Der agile Service Provider

Zürich, 24.10.2014 – Dominik Moser

Fachartikel für Computerworld vom 24. Oktober 2014

 

Telekommunikationsanbieter sehen sich schon länger mit grossen Herausforderungen konfrontiert. Vertreter anderer Branchen, auf die nun Ähnliches zukommt, können von den Erfahrungen der TK-Branche profitieren. Vier Schlüsselelemente für erfolgreiche Service Provider.


Digitale Technologien, Prozesse und Medien bewirken mehr Transparenz. Zusammen mit der allgegenwärtigen Vernetzung entsteht eine neue Marktdynamik, die Veränderungen in nie dagewesener Geschwindigkeit bringt.
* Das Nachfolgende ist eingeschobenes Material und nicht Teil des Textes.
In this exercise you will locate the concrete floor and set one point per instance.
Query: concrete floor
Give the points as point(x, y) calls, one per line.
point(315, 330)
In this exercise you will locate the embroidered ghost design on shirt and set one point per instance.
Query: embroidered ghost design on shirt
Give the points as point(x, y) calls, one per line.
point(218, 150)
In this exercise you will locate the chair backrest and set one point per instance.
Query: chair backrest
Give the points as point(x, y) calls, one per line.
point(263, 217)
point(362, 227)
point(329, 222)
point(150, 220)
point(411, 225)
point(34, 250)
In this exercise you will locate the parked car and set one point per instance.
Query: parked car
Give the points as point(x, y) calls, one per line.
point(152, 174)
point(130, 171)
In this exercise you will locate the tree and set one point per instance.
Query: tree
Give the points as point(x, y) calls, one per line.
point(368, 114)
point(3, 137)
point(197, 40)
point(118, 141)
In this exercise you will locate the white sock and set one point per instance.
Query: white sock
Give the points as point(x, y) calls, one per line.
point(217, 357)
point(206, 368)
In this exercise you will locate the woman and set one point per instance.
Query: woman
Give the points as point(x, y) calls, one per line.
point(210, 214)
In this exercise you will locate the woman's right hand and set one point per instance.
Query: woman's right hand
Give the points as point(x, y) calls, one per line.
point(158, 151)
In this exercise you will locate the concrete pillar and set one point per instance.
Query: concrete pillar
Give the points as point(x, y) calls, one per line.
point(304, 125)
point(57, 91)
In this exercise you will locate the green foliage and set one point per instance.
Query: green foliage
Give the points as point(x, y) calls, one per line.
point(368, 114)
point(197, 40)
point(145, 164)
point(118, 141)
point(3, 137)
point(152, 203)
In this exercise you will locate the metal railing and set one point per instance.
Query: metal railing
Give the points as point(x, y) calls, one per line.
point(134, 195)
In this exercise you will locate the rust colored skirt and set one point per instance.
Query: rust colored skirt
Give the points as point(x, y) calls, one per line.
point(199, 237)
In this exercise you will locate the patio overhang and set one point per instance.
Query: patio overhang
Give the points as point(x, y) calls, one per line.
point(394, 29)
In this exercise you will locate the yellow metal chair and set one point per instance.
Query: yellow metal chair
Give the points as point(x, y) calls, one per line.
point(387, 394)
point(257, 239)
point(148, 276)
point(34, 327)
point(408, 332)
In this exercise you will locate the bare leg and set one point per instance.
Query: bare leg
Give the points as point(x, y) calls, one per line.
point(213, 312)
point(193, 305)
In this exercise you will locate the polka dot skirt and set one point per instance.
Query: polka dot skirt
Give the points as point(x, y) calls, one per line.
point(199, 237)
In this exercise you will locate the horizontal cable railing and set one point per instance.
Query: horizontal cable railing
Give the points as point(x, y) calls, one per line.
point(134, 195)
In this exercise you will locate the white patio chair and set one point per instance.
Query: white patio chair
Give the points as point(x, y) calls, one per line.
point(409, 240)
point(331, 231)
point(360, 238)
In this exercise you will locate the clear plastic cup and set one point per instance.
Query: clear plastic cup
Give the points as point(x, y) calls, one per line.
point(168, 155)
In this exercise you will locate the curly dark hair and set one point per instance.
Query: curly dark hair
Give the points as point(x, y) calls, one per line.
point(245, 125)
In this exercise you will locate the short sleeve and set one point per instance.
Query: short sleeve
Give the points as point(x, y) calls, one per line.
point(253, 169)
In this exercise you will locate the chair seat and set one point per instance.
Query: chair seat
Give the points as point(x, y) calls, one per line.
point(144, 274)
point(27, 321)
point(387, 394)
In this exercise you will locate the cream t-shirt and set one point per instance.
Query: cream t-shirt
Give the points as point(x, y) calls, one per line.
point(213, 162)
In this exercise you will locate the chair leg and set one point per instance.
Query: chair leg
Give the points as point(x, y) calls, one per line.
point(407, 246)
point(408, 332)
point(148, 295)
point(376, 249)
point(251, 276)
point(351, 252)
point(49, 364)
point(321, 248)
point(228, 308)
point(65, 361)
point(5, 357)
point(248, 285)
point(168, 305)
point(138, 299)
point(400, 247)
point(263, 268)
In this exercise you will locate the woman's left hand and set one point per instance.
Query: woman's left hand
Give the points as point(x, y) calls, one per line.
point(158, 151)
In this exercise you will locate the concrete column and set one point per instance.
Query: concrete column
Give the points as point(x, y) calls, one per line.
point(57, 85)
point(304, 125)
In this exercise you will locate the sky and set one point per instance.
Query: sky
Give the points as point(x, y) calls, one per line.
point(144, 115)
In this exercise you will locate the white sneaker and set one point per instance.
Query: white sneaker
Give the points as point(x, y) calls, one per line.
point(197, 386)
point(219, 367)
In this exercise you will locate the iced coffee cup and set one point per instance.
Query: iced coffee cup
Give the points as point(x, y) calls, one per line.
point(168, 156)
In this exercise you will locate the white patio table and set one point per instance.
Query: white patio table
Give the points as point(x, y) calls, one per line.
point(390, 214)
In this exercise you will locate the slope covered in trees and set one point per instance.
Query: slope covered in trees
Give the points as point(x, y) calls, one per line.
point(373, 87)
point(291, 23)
Die Eintrittshürde für neue Geschäftsideen liegt damit so tief wie noch nie: Mit einem Computer, einer Internetverbindung und einer Kreditkarte kann man theoretisch in einem Tag ein digitales Business für den globalen Markt aufziehen.


Was die Auswirkungen der aktuellen Marktveränderungen betrifft, stehen die Telekommunikationsanbieter an vorderster Front. Sie haben die Folgen als Erste zu spüren bekommen: Kosten und Umsatz stehen je länger, desto weniger im Gleichgewicht. Die grössten Kosten verursachen Unterhalt und Ausbau der Infrastruktur. Auf der anderen Seite brechen die Umsätze der klassischen Produkte und Dienstleistungen ein, weil das Preisniveau laufend sinkt, günstigere Alternativen vorhanden sind oder neue Player ohne Altlasten innovative Geschäftsmodelle hervorgebracht haben. Das Ganze führt dazu, dass viele Anbieter über Jahre hinweg ihre bisherigen, konventionellen Geschäftsmodelle anpassen müssen.

 

Vor den gleichen Herausforderungen stehen heute zunehmend auch Vertreter anderer Branchen. Disruptive Marktveränderungen verlangen nach einer schnellen Reaktion des gesamten Unternehmens. Ohne eine agile, reaktionsfähige IT ist dies kaum mehr möglich. Im Folgenden werden vier Elemente vorgestellt, die – aus den Erfahrungen der Ergon Informatik AG mit TK-Anbietern abgeleitet – für den Erfolg von Service Providern wesentlich sind.

1. Die Service Factory

Eine Service Factory generiert industriell und hoch automatisiert aus standardisierten und wiederverwendbaren Servicebausteinen komplexe Dienstleistungen. In einer Automobilfabrik beispielsweise werden schon heute stark individualisierte Kundenwünsche am Fliessband produziert. Eine solche Service Factory benötigt nicht nur eine intelligente Produktionssteuerung, sondern auch eine zentrale Definition dessen, was zum vollständigen Service gehört: vom Verkauf über die Produktion bis zur Verrechnung.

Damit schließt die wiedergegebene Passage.